Laura lachte. «Und weißt du, warum dieses Hotel ein Liebesnest war? Weil du selbst ein Romantiker bist, Papà.»
Laura hatte nicht weiter insistiert. Aber in den Wochen nach diesem Gespräch hatte sie das Hotel vermessen und fotografiert, hatte Pläne gezeichnet und Präsentationen entworfen. Das Albergo würde nur weiterleben durch Laura. Und Laura war auf ihn angewiesen, auf seine Erinnerungen und auf seine Bereitschaft, sie zu teilen. Also hatte er in den Schränken und Schubladen gekramt. Er hatte die Fotos und Prospekte herausgesucht. Er hatte sich Notizen gemacht. Er hatte sogar einige Kapitel geschrieben. Aber sein anfängliches Unwohlsein hatte sich verstärkt und immer mehr in eine Furcht verwandelt, die ihn nachts nicht schlafen ließ. Seine Hände hatten begonnen zu zittern. Er war unkonzentriert geworden, ängstlich.
Auf der Piazza, abends beim Bocciaspiel, hatte er einige Andeutungen zu Lauras Plänen gemacht. Zu seiner Überraschung gab es niemanden, der daran zweifelte, dass seine Tochter Erfolg haben würde. Viele hatten ihn ermuntert. Aber einige hatten auch gefragt, ob es richtig sei, in der Vergangenheit zu wühlen.
Und sie haben recht, dachte Raffaele mit einem Anflug von Panik. Es ist falsch, die Träume von gestern noch einmal zu träumen. Im Hier und Heute sollte man leben. Die Vergangenheit wirft Schatten, in denen es sehr kalt sein kann.
Rechts auf dem Schreibtisch lag Lauras Konzept.
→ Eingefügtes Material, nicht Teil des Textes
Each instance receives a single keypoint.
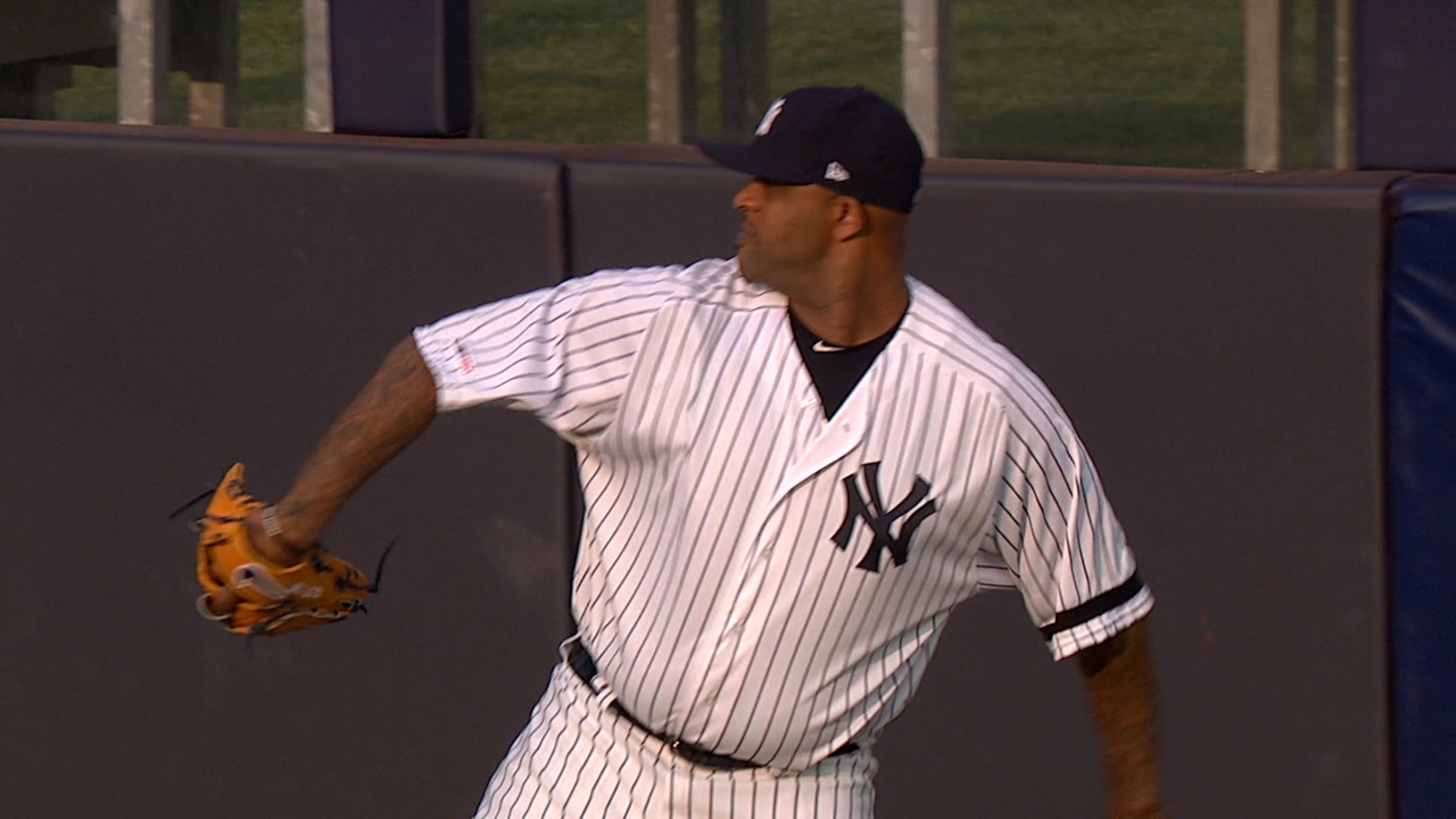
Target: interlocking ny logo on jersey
(916, 505)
Links lagen vergilbte Fotos und Notizen.
Zukunft und Vergangenheit.
Meravilla war ein beschauliches Nest, eine Idylle, weitab von den Orten, an denen die Mächtigen, Reichen und Schönen residierten. Aber manchmal waren die Mächtigen und Reichen und Schönen nach Meravilla gekommen. Sie hatten hier gewohnt und alles mitgebracht, was sie zu Hause umtrieb: ihre Begierden, ihre Sehnsüchte - und ihre Ängste. Wenn sie abreisten, hatten sie das alles wieder mitgenommen.
Fast alles.
Spuren davon waren zurückgeblieben, an den Möbeln, auf den Fluren des Hotels, unten am Wasser. Doch sie waren nur zu sehen, wenn man dabei gewesen war....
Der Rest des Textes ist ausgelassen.